Implicit bias also shows up in the language that journals use to describe people with obesity. American Medical Association (AMA) Style and AMA policy call for “people-first language” in writing about people with disabilities and chronic disease.4 Articles about “the diabetics” or “the disabled” are rare, but articles about “the obese” are relatively common. Such language is a tell—it gives away the fact that many healthcare providers regard people with obesity less humanely than they regard people with other diseases. 

The list of implicit forms of bias is quite long and includes myriad ways that clinics fail to accommodate people with obesity. Seating, gowns, and medical equipment are often too small. Thus, the message is clear: you don’t belong here. Unsurprisingly, people with obesity avoid healthcare as a result. Far too often, it’s humiliating.

Impact on Policy and Research.
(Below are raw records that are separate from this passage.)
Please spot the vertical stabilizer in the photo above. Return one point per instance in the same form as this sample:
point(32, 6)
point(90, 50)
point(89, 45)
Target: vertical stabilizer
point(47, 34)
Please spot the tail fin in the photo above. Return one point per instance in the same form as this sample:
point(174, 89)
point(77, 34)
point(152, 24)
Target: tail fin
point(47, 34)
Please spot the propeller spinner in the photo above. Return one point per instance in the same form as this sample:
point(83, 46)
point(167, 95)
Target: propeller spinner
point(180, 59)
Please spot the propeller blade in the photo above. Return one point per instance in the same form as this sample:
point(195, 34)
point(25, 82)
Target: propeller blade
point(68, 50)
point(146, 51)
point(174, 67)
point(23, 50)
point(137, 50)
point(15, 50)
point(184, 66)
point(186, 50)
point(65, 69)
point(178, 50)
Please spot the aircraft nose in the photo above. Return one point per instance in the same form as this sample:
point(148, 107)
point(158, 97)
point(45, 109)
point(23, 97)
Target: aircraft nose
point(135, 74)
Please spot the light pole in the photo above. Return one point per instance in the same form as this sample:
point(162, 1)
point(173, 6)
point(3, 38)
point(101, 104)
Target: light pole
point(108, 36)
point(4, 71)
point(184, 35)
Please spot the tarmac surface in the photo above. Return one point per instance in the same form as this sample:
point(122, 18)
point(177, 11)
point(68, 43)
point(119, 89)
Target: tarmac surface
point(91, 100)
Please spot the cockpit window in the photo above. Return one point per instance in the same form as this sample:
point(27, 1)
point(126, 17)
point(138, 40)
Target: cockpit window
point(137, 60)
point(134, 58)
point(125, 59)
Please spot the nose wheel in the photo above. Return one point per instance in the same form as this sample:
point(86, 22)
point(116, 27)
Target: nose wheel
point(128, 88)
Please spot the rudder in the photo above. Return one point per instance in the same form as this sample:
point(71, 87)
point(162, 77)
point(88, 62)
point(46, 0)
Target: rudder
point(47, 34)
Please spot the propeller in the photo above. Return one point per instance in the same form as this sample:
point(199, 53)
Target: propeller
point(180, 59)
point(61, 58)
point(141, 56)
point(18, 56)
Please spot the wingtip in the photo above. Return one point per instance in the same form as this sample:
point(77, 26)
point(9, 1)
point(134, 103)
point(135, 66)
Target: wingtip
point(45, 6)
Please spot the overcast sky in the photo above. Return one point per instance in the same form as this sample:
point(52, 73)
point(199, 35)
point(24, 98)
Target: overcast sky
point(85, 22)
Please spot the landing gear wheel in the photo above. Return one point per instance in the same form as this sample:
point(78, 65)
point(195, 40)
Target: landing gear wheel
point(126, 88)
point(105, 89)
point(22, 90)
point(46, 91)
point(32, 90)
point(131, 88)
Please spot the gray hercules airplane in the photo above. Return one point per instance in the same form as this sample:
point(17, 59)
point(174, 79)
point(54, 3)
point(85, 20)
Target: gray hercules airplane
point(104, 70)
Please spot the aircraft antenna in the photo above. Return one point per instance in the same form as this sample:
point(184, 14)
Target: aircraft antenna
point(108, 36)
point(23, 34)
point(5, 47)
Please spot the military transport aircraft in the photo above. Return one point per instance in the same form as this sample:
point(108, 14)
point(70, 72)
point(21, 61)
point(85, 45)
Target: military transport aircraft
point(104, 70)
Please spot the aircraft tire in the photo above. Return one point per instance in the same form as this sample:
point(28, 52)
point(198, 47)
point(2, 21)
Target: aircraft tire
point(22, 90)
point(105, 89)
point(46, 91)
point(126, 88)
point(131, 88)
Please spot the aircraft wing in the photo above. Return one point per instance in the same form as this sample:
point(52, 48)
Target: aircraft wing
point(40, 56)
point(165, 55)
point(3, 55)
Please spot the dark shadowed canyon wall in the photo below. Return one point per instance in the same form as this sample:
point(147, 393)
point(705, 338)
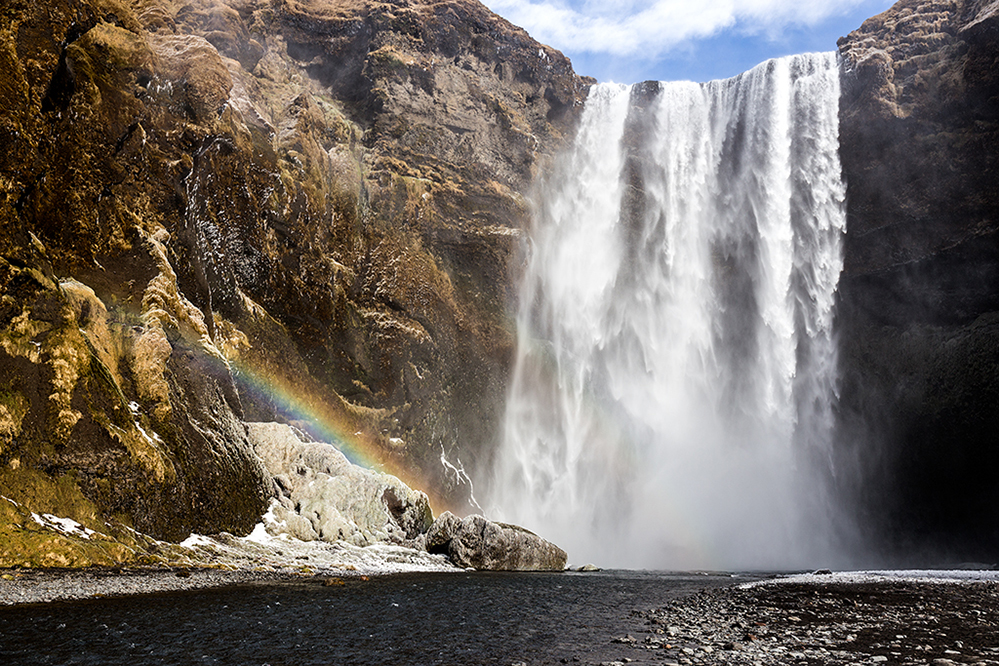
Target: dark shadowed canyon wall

The false assumptions that fuel bias provide an excuse for making access to care either difficult or impossible. Often, patients begin to internalize the stigma and believe they don’t deserve respect. This makes health outcomes even worse for them and leaves them hesitant to challenge discriminatory policies and practices.

Likewise, bias has an impact on research. When people are convinced that obesity is purely a behavioral problem, resources go to repetitious studies of behavioral factors that have long been known to have little effect on obesity.5 For example, we have a long string of studies to show a correlation between diet soda and excess weight, even though a causal relationship is unlikely. Many studies repeatedly suggest that skipping breakfast correlates with excess weight gain, but controlled studies have shown this not to be a cause-and-effect relationship.

Meanwhile, studies of obesity physiology, medical treatment, and surgical treatment are harder to fund and are greeted with more skepticism. 

In short, the implicit bias that obesity is mainly the result of bad behavior is widespread. This bias hobbles everything about our response to obesity—from research to prevention, treatment, and policy. 

In this issue of Bariatric Times, Dr. Paul Davidson and Pam Davis, both active advocates for obesity care, present an in-depth look at weight bias among healthcare providers, even among those dedicated to treating obesity. The title of their article, “We have met the enemy and it is us,” provides thought-provoking insight to facilitate an inward look at how our internal biases affect our actions which, in turn, has a profound effect on patients, quality, and growth. Davidson and Davis conclude:

“It is time we as healthcare providers routinely make the argument for people with obesity to be treated with respect and without bias. We must conquer the enemy within, and it begins with self-awareness, conversation, and education.”

I couldn’t agree more. If we wish to make more progress, we will have to overcome weight bias and obesity stigma. Mitigating bias in the healthcare environment is a good place to start.

Sincerely,

Ted Kyle, RPh, MBA

References

  1. On the Hill. The State of Obesity. Robert Wood Johnson Foundation; March 5, 2019. https://www.stateofobesity.org/stories/on-the-hill/. Accessed March 5, 2019.
  2. Lundberg GD. Retracted—All is lost and I have no hope: the obesity epidemic. Medscape. February 15, 2019. https://www.medscape.com/viewarticle/908358. Accessed March 5, 2019.
  3. Charlesworth TES, Banaji MR. Patterns of implicit and explicit attitudes: I. Long-term change and stability from 2007 to 2016. Psychol Sci. 2019;30(2):174–192. Epub 2019 Jan 3. https://journals.sagepub.com/doi/10.1177/0956797618813087. Accessed March 5, 2019.
  4. American Medical Association House of Delegates approves resolution to help destigmatize obesity [news release]. Denver, CO: Obesity Medicine Association. June 13, 2017. https://obesitymedicine.org/ama-destigmatize-obesity-resolution/. Accessed March 5, 2019.
  5. Casazza K, Brown A, Astrup A, et al. Weighing the evidence of common beliefs in obesity research. Crit Rev Food Sci Nutr. 2015;55(14):2014–2053.